神道の神々は、海の神、山の神、風の神のような自然物や自然現象を司る神々、衣食住や生業を司る神々、国土開拓の神々などで、その数の多さから八百万の神々といわれます。さらに、国家や郷土のために尽くした偉人や、子孫の行く末を見守る祖先の御霊も、神として祀られました。奈良時代にできた『古事記』『日本書紀』には、多くの神々の系譜や物語が収められています。

神道の信仰が形となったものが祭りです。祭りは、稲作を中心に暮らしを営んできた日本の姿を反映し、春には豊作を、夏には風雨の害が少ないことを祈り、秋には収穫を感謝するものなどがあり、地域をあげて行われます。祭りの日は、神社での神事に加えて神輿や山車が繰り出し、たくさんの人で賑わいます。神道の祭りを行うのは、神社だけではありません。皇室では、天皇陛下が国家・国民の安寧と世界の平和を祈るお祭りを行われています。また、家庭では、神棚の前で家の安全、家族の無事を祈ります。これも小さな祭りといえます。

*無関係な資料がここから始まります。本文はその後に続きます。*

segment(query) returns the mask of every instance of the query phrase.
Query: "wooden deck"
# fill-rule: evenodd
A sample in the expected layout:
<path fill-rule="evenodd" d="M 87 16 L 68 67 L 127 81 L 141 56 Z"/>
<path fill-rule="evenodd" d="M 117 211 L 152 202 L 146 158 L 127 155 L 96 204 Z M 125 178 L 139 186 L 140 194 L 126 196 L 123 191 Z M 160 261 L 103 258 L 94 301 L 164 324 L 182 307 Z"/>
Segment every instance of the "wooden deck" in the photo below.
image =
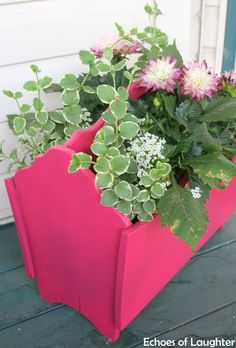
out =
<path fill-rule="evenodd" d="M 24 271 L 13 224 L 0 227 L 0 348 L 143 347 L 143 338 L 236 338 L 236 213 L 112 343 Z"/>

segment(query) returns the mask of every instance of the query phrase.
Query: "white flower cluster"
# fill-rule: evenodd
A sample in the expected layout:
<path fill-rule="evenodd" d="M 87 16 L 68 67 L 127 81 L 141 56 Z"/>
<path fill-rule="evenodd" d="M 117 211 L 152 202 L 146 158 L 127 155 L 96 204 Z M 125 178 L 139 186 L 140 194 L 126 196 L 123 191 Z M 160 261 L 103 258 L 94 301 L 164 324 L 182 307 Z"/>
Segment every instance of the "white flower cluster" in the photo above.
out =
<path fill-rule="evenodd" d="M 190 189 L 190 192 L 192 193 L 193 198 L 201 198 L 202 190 L 200 187 L 196 186 L 194 189 Z"/>
<path fill-rule="evenodd" d="M 158 159 L 164 159 L 163 150 L 165 139 L 145 132 L 130 141 L 127 151 L 134 157 L 138 165 L 138 177 L 146 175 Z"/>
<path fill-rule="evenodd" d="M 93 121 L 91 118 L 91 113 L 85 108 L 82 109 L 80 118 L 82 121 L 80 124 L 81 128 L 88 128 L 91 125 L 91 122 Z"/>

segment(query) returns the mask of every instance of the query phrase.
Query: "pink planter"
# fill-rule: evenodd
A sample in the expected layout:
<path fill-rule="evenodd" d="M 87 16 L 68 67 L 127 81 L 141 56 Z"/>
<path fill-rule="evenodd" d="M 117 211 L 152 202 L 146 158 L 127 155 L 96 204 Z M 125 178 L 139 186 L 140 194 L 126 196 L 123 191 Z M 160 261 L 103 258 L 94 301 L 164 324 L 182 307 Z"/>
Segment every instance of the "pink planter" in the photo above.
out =
<path fill-rule="evenodd" d="M 89 150 L 99 120 L 6 180 L 27 274 L 40 295 L 85 315 L 106 337 L 123 330 L 191 258 L 191 248 L 158 216 L 131 224 L 100 204 L 90 169 L 68 174 L 74 152 Z M 236 178 L 211 190 L 208 229 L 198 248 L 236 208 Z"/>

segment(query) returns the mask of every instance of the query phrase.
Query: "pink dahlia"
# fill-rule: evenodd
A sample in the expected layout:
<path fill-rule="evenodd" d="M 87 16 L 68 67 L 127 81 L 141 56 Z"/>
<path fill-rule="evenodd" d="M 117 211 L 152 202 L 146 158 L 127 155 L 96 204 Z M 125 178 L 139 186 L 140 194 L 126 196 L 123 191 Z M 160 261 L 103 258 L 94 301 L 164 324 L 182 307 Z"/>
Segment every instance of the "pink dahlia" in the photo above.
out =
<path fill-rule="evenodd" d="M 214 92 L 219 90 L 220 77 L 212 73 L 205 60 L 201 64 L 194 61 L 182 70 L 180 88 L 182 94 L 199 101 L 205 97 L 211 97 Z"/>
<path fill-rule="evenodd" d="M 176 68 L 176 59 L 165 57 L 151 60 L 141 73 L 140 86 L 150 91 L 164 90 L 174 92 L 174 87 L 181 76 L 181 69 Z"/>
<path fill-rule="evenodd" d="M 112 48 L 113 54 L 132 54 L 140 53 L 142 46 L 141 41 L 131 42 L 125 39 L 119 39 L 119 36 L 111 35 L 96 42 L 91 47 L 91 51 L 97 58 L 101 58 L 104 49 L 107 47 Z"/>
<path fill-rule="evenodd" d="M 221 91 L 236 97 L 236 70 L 225 71 L 222 75 Z"/>

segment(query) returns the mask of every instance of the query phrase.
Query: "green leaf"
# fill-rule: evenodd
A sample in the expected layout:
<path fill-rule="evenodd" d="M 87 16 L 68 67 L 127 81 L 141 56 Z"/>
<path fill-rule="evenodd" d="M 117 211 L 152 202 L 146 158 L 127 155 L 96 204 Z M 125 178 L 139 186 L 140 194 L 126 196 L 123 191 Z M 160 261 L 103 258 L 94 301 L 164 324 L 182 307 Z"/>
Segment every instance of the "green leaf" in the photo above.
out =
<path fill-rule="evenodd" d="M 149 176 L 153 181 L 160 180 L 160 178 L 161 178 L 161 174 L 159 173 L 159 171 L 156 168 L 152 168 L 150 170 Z"/>
<path fill-rule="evenodd" d="M 49 88 L 52 84 L 52 78 L 49 76 L 45 76 L 42 79 L 39 80 L 39 87 L 40 88 Z"/>
<path fill-rule="evenodd" d="M 221 153 L 211 153 L 194 158 L 188 163 L 194 172 L 209 183 L 207 178 L 219 179 L 228 184 L 236 176 L 236 164 L 229 161 Z M 212 182 L 212 181 L 211 181 Z"/>
<path fill-rule="evenodd" d="M 129 99 L 129 93 L 125 87 L 119 87 L 117 89 L 117 93 L 119 94 L 120 100 L 128 100 Z"/>
<path fill-rule="evenodd" d="M 69 173 L 74 173 L 79 169 L 86 169 L 89 168 L 92 162 L 92 156 L 83 153 L 83 152 L 78 152 L 76 154 L 72 155 L 72 159 L 70 161 L 70 166 L 69 166 Z"/>
<path fill-rule="evenodd" d="M 152 7 L 149 5 L 149 4 L 146 4 L 145 6 L 144 6 L 144 10 L 145 10 L 145 12 L 149 15 L 149 16 L 151 16 L 152 15 Z"/>
<path fill-rule="evenodd" d="M 56 127 L 56 124 L 53 121 L 47 121 L 47 123 L 45 123 L 43 129 L 46 132 L 51 133 L 55 129 L 55 127 Z"/>
<path fill-rule="evenodd" d="M 77 104 L 65 106 L 63 115 L 67 122 L 76 125 L 80 122 L 81 107 Z"/>
<path fill-rule="evenodd" d="M 104 188 L 110 188 L 113 184 L 114 176 L 110 173 L 102 174 L 99 173 L 96 175 L 96 186 L 98 188 L 104 189 Z"/>
<path fill-rule="evenodd" d="M 124 71 L 124 77 L 127 78 L 127 80 L 131 81 L 133 79 L 133 76 L 129 71 Z"/>
<path fill-rule="evenodd" d="M 23 88 L 29 92 L 37 91 L 37 83 L 35 81 L 27 81 L 24 83 Z"/>
<path fill-rule="evenodd" d="M 167 176 L 171 172 L 171 165 L 169 163 L 162 163 L 157 161 L 156 169 L 161 176 Z"/>
<path fill-rule="evenodd" d="M 79 103 L 79 93 L 76 90 L 64 90 L 61 94 L 61 101 L 64 105 Z"/>
<path fill-rule="evenodd" d="M 162 95 L 166 111 L 171 117 L 174 117 L 175 106 L 176 106 L 176 96 L 175 95 Z"/>
<path fill-rule="evenodd" d="M 77 81 L 77 77 L 73 74 L 66 74 L 63 79 L 60 81 L 60 86 L 63 89 L 77 89 L 80 87 L 79 82 Z"/>
<path fill-rule="evenodd" d="M 44 107 L 44 104 L 39 98 L 34 98 L 33 107 L 34 107 L 35 111 L 41 111 Z"/>
<path fill-rule="evenodd" d="M 140 178 L 140 182 L 145 187 L 151 187 L 153 184 L 153 180 L 149 175 L 143 175 Z"/>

神道のもつ理念には、古代から培われてきた日本人の叡智や価値観が生きています。それは、鎮守の森に代表される自然を守り、自然と人間とがともに生きてゆくこと、祭りを通じて地域社会の和を保ち、一体感を高めてゆくこと、子孫の繁栄を願い、家庭から地域、さらには皇室をいただく日本という国の限りない発展を祈ることなどです。このような理念が、神々への信仰と一体となって神道が形づくられています。また、神道には、神々をまつる環境として、清浄を尊ぶという特徴があります。神社は常に清らかさが保たれ、祭りに参加する人たちは必ず心身を清めます。これら神道の理念や特徴は、日本人の生き方に深く影響しているといえるでしょう。

神道は、日本の民族宗教といわれ、日本人の暮らしにとけ込んでいます。たとえば、初詣や厄除、初宮参りや七五三、結婚式や地鎮祭など、神道の行事は日常生活のいたるところに見かけることができます。しかし、一般の日本人は、あまりにも身近なせいか、神道について知らないことが多いのも事実でしょう。
このウェブサイトが、皆さんを神道の世界へ誘う案内役となれれば幸いです。